Reason’s main reporter Robby Soave wrote,
[Breitbart reporter] Kyle Morris wrote that “a series of resurfaced tweets from Dr. Jamie R. Riley, the University of Alabama’s assistant vice president and dean of students, show he once believed the American flag and police in America are racist.” But the tweets didn’t just resurface on their own—they were publicized by the right-wing news site in order to send a social media mob after Riley….It seems clear that it was bad publicity from Breitbart that got Riley terminated. This was an entirely foreseeable consequence of writing such an article….
Many pundits on the right constantly inveigh against cancel culture: the drive to shame, punish, and ultimately destroy people for having said something trivially offensive at some point….I very much agree that cancel culture is bad….But as long as the right is perfectly willing to enforce its own version of political correctness, it is difficult to to believe that they really agree in principle that you shouldn’t do this kind of thing. If you only defend the cancelled when you agree with them, then you’re not actually against cancelling. You’re just protecting your tribe.
Conservatives, please condemn Breitbart for this hit job and demand the immediate reinstatement of James Riley.

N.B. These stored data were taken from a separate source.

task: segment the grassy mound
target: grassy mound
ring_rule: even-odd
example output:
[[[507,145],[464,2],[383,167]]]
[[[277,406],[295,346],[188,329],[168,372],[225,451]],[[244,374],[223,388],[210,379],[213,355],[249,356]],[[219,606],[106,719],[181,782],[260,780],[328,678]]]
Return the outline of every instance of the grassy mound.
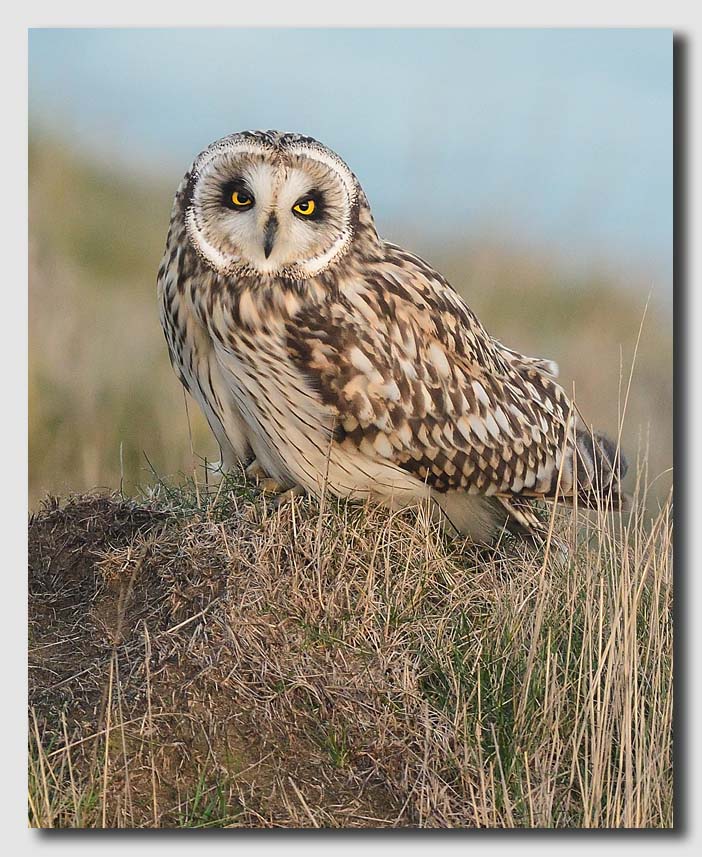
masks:
[[[553,525],[567,552],[235,481],[45,502],[30,823],[671,826],[670,508]]]

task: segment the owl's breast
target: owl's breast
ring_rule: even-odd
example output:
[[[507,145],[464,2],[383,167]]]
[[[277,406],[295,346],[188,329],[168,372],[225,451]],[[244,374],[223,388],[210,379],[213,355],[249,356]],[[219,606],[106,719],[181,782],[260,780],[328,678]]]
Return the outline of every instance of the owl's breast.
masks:
[[[281,483],[314,490],[324,470],[334,417],[293,363],[282,326],[236,327],[210,320],[217,360],[246,426],[254,454]]]

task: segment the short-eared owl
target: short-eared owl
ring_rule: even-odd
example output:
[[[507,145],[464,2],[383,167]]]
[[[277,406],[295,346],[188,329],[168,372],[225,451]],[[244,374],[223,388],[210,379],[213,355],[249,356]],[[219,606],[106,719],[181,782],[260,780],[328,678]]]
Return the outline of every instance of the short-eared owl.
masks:
[[[429,498],[480,542],[535,527],[533,499],[620,503],[624,462],[555,364],[493,339],[441,274],[383,241],[316,140],[243,132],[202,152],[158,294],[224,471],[393,507]]]

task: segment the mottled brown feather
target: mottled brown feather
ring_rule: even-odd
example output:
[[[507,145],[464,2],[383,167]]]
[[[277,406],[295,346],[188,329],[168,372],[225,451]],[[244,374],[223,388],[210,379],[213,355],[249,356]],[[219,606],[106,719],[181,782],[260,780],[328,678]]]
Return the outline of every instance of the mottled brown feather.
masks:
[[[553,494],[570,405],[551,364],[504,348],[443,277],[385,248],[372,276],[340,279],[334,301],[305,307],[287,328],[340,442],[438,491]]]

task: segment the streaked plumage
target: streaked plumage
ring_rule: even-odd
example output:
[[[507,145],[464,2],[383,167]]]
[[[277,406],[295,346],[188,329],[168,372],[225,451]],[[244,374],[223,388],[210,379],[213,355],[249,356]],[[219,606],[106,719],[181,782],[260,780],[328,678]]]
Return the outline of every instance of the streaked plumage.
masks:
[[[245,132],[205,150],[176,194],[158,289],[225,470],[255,458],[316,494],[429,498],[485,542],[535,526],[529,501],[557,488],[619,502],[615,446],[555,364],[493,339],[439,273],[382,241],[355,176],[310,138]]]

- Riley was a fool to put such comments up on Twitter.
- If the University of Alabama felt such public sentiments undermined his ability to work for all students, black or white, then it should have checked his social media before hiring him.
- Such public statements DO undermine the trust of students who the University needs to ensure feel fairly treated and secure. The tweets are not irrelevant or just a “gotcha!”

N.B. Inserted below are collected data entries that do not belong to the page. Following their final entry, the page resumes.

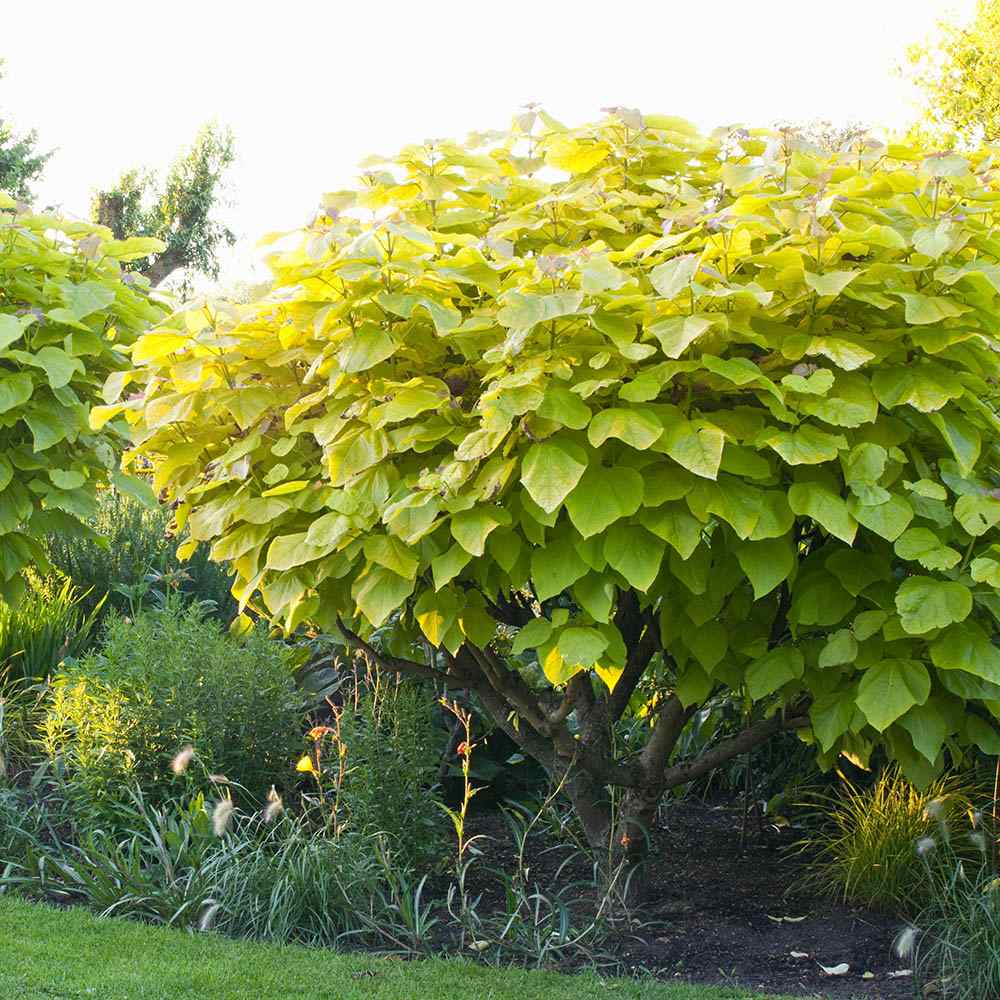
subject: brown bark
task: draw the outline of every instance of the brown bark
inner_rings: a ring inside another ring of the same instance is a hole
[[[102,191],[97,196],[97,222],[101,226],[107,226],[111,230],[116,240],[125,239],[125,224],[122,220],[122,213],[125,210],[125,202],[117,192]],[[174,271],[185,267],[188,264],[186,256],[177,250],[165,250],[155,257],[148,266],[140,269],[149,279],[149,284],[155,288]]]
[[[153,258],[153,263],[149,267],[144,268],[142,274],[149,279],[150,285],[155,288],[161,282],[166,281],[174,271],[184,267],[187,263],[183,254],[165,250],[159,256]]]
[[[120,194],[102,191],[97,196],[97,223],[107,226],[116,240],[125,238],[122,224],[122,212],[125,210],[125,199]]]

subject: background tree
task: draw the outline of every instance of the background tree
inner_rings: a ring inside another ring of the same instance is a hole
[[[110,236],[0,193],[0,600],[9,603],[25,567],[47,567],[45,536],[93,535],[98,486],[153,502],[119,471],[121,428],[88,423],[102,384],[127,381],[127,348],[165,313],[145,279],[121,268],[160,244]]]
[[[210,278],[219,274],[219,251],[236,237],[215,217],[225,174],[233,162],[229,129],[206,125],[161,183],[149,170],[127,170],[114,187],[94,196],[94,220],[116,239],[148,236],[161,240],[162,253],[130,267],[156,286],[179,270]]]
[[[3,60],[0,59],[0,81]],[[30,201],[31,184],[38,180],[52,153],[38,151],[38,133],[18,134],[13,124],[0,118],[0,191],[21,201]]]
[[[908,75],[926,97],[924,127],[965,142],[1000,139],[1000,0],[979,0],[971,24],[908,52]]]
[[[621,108],[408,147],[93,426],[242,605],[472,692],[602,853],[783,729],[926,781],[1000,750],[987,167]]]

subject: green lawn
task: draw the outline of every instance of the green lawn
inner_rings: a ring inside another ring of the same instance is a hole
[[[99,920],[0,898],[0,997],[18,1000],[745,1000],[740,990],[401,962]]]

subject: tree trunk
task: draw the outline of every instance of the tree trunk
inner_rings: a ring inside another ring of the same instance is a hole
[[[570,766],[565,776],[553,774],[551,777],[555,782],[565,780],[566,796],[580,820],[587,845],[601,861],[613,852],[611,799],[604,785],[580,768]]]
[[[642,902],[645,882],[642,869],[649,860],[656,833],[656,816],[662,788],[631,789],[622,796],[615,830],[614,877],[618,893],[627,904]]]
[[[656,814],[663,793],[657,789],[634,789],[622,797],[615,842],[621,860],[630,866],[641,864],[653,846]]]
[[[178,268],[184,267],[185,261],[181,254],[165,250],[158,257],[154,258],[152,264],[142,268],[141,273],[148,279],[150,285],[155,288],[162,281],[165,281]]]
[[[653,843],[662,790],[629,790],[615,809],[608,789],[577,770],[566,782],[566,794],[583,826],[604,890],[628,906],[640,903],[642,867]]]

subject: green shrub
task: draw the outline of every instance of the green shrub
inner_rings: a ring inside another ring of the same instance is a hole
[[[883,771],[868,788],[844,782],[839,795],[817,801],[821,827],[803,842],[815,851],[812,881],[827,895],[912,913],[928,898],[926,865],[918,847],[942,827],[972,812],[977,789],[959,775],[925,791],[898,770]]]
[[[303,715],[285,647],[170,607],[113,617],[101,649],[54,679],[42,742],[86,808],[113,804],[123,785],[160,801],[209,773],[262,800],[293,773]],[[172,773],[188,745],[192,766]]]
[[[213,809],[196,796],[157,808],[138,791],[119,805],[115,830],[72,820],[46,825],[44,810],[23,822],[20,804],[4,809],[0,797],[0,893],[236,938],[463,954],[502,966],[613,961],[605,949],[616,933],[609,897],[587,916],[578,883],[546,894],[529,880],[524,843],[538,817],[511,823],[513,874],[497,878],[478,854],[469,856],[466,868],[475,865],[477,882],[489,880],[496,891],[463,894],[459,908],[454,883],[444,897],[434,895],[443,886],[417,877],[381,834],[331,834],[308,816],[269,822],[236,809],[215,831],[218,803]],[[485,895],[493,902],[481,906]]]
[[[420,685],[375,674],[343,712],[347,774],[340,794],[348,822],[383,833],[408,861],[439,853],[444,814],[433,786],[444,734]]]
[[[95,612],[69,580],[32,580],[15,604],[0,601],[0,684],[37,680],[93,641]]]
[[[102,490],[89,522],[99,537],[52,535],[49,560],[90,592],[91,605],[106,599],[109,608],[132,614],[156,586],[156,577],[174,576],[182,593],[213,602],[219,617],[228,621],[236,611],[229,593],[231,574],[208,558],[206,545],[181,562],[168,532],[171,516],[167,507],[151,509],[125,493]]]
[[[233,937],[335,947],[381,924],[374,914],[391,895],[383,883],[405,873],[381,865],[378,841],[358,832],[327,838],[286,817],[248,833],[205,865],[215,926]]]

- Soave referred to the tweets as “old.” 2016 and 2017 are not old. This is not akin to dredging up high school tweets from major league baseball players to embarrass them, which I have discussed here.
- Soave point about conservative hypocrisy is correct, and I endorse it, but this episode isn’t “cancellation culture.” A university has a legitimate interest in ensuring that its administrators do not have negative racial biases.
- I detest Breitbart, and put it on the Ethics Alarms “do not touch” list long ago. However, Soave is arguing that the site should not publicize information about a university official that it feels the public—and students have a right to know about. One can condemn the University for its reaction to the information (though I believe it is defensible) but not Breitbart for publicizing it. Obviously the tweets mattered, if the University felt that Rile should be let go.